One example of this is the cosine law and the pythagorean theorem.
Imagine a triangle with sides A,B, and C, with angles \alpha, \beta, and \gamma. It may look like the one pictured below.
The cosine law states the following: c^2 = a^2 + b^2 -2abcos\gamma
The cosine law looks very similar to another formula that the students most likely have seen before which is the Pythagorean Theorem.
Imagine a right triangle with sides A,B, and C like the triangle pictured below.
The pythagorean theorem states the following: c^2 = a^2 + b^2
The only difference between the cosine law and the pythagorean theorem is that the cosine law has an additional -2ab\gamma.
Why doesn’t the pythaorean theorem have the -2ab\gamma? Well that’s because in the right triangle, \gamma=90^o and cos 90^o=0. So -2abcos\gamma = 0 for a right triangle.
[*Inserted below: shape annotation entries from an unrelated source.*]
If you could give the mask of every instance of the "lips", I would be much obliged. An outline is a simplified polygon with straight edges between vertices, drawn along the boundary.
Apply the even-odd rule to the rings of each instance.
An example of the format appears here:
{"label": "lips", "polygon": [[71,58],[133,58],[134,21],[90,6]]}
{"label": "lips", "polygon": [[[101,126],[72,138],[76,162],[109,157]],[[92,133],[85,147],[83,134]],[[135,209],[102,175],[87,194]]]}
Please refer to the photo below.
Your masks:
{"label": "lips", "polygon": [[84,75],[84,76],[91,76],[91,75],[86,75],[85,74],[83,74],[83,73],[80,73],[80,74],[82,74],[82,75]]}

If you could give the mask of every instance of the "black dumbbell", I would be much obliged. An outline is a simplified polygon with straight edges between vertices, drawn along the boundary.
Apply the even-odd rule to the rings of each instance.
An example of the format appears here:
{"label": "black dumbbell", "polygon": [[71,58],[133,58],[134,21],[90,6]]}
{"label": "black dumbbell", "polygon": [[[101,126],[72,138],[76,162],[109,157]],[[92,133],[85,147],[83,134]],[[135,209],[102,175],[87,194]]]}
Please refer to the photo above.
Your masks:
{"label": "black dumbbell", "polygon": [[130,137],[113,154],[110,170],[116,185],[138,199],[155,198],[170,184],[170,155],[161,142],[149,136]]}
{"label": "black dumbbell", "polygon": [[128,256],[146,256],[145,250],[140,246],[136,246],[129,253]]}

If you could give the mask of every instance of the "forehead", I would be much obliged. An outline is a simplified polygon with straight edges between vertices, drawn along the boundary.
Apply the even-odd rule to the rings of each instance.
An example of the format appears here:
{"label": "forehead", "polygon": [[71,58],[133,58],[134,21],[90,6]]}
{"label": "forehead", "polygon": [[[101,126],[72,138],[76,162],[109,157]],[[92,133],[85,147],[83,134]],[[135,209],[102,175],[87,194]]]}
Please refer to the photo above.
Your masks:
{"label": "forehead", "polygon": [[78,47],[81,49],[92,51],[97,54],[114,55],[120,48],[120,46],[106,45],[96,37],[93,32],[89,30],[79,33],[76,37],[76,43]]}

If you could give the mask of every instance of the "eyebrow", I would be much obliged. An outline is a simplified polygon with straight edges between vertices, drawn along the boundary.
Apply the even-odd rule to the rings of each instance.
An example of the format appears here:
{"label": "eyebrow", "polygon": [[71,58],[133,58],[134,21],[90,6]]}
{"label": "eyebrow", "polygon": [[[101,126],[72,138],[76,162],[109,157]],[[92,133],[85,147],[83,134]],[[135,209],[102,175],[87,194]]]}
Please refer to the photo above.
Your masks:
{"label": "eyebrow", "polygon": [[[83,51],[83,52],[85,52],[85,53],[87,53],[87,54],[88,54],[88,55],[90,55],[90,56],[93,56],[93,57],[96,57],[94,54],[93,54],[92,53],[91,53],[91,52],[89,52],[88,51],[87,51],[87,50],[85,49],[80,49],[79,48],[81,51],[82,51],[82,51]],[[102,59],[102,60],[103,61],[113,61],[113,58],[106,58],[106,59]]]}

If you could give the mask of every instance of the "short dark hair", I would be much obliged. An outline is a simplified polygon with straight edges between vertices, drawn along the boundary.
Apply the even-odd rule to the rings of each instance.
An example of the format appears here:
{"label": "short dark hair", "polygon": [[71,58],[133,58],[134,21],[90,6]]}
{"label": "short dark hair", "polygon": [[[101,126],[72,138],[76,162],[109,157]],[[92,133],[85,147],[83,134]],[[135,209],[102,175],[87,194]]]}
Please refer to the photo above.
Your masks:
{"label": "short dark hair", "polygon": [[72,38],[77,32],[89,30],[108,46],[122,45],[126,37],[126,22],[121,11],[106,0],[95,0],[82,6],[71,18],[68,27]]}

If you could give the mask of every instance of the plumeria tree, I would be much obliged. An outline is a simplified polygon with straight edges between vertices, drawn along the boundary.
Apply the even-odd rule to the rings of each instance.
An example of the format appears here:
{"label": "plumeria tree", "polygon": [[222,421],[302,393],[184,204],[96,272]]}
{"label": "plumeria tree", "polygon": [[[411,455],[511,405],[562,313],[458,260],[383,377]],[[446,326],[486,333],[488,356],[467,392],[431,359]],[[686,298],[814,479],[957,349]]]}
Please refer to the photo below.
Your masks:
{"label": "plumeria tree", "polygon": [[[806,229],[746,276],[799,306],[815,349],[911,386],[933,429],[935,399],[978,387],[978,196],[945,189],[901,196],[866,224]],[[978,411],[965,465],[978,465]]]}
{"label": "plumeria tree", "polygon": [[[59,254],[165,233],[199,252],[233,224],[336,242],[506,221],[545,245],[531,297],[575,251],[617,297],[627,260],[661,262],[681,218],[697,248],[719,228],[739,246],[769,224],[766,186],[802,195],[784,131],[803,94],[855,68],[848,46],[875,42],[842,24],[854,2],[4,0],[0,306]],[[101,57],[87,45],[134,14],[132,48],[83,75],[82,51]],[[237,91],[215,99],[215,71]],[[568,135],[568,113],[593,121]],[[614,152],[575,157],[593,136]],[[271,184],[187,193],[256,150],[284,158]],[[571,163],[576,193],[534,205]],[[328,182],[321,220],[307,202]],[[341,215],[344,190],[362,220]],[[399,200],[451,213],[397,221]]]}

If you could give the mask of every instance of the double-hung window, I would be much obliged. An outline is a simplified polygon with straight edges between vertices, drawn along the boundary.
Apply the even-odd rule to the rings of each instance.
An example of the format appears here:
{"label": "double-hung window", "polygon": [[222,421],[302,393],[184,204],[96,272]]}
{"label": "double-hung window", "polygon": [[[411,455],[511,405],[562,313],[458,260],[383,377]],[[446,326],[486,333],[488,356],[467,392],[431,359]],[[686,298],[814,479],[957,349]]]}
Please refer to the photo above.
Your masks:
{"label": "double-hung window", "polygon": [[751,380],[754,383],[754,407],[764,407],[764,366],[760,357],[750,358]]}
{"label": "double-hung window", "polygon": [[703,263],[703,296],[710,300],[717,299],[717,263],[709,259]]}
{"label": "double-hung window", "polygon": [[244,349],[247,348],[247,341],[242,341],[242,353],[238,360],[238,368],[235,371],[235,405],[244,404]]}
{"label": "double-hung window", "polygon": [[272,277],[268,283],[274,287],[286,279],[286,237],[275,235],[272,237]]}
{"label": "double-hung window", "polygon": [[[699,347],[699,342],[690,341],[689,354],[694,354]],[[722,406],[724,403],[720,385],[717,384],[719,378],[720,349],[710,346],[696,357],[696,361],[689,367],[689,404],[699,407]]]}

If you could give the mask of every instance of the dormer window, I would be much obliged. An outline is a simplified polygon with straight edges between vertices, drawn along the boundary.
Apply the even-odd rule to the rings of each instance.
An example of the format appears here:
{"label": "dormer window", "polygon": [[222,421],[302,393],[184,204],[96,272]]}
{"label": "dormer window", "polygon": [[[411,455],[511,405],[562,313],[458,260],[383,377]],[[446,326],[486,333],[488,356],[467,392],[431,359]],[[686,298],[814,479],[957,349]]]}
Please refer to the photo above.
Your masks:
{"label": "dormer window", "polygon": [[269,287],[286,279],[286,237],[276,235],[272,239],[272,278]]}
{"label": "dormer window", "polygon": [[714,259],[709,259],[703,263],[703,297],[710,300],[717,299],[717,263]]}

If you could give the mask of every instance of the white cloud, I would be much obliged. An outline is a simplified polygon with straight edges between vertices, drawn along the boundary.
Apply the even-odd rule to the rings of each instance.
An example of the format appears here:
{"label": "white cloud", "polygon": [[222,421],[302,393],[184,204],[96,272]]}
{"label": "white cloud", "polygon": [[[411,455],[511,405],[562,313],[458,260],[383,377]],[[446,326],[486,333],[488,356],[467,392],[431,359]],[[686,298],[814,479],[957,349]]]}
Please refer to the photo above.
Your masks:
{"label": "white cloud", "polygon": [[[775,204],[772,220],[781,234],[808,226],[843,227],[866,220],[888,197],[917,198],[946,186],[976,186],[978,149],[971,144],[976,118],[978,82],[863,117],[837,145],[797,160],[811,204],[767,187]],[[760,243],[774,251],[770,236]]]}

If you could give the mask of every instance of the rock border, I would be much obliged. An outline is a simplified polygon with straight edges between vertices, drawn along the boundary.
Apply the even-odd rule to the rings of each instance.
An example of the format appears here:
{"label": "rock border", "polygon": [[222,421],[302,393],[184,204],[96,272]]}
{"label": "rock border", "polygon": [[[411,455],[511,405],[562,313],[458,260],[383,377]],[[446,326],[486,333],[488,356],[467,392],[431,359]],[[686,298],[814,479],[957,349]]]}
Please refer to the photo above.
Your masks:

In other words, the Pythagorean Theorem is a special case of the cosine law where the triangle is a right triangle.
By showing how the cosine law and pythagorean theorem relate to each other, students understand that it is in fact, one concept and that a lot of ideas in math are relatedd to one another.
Unfortunately, math is commonly taught as a series of formulas and rules. But teaching math is so much more than that. It’s about coming to an understanding of why these formulas must be and what are the implications of these formulas. The more one learns about math, the more interesting math becomes.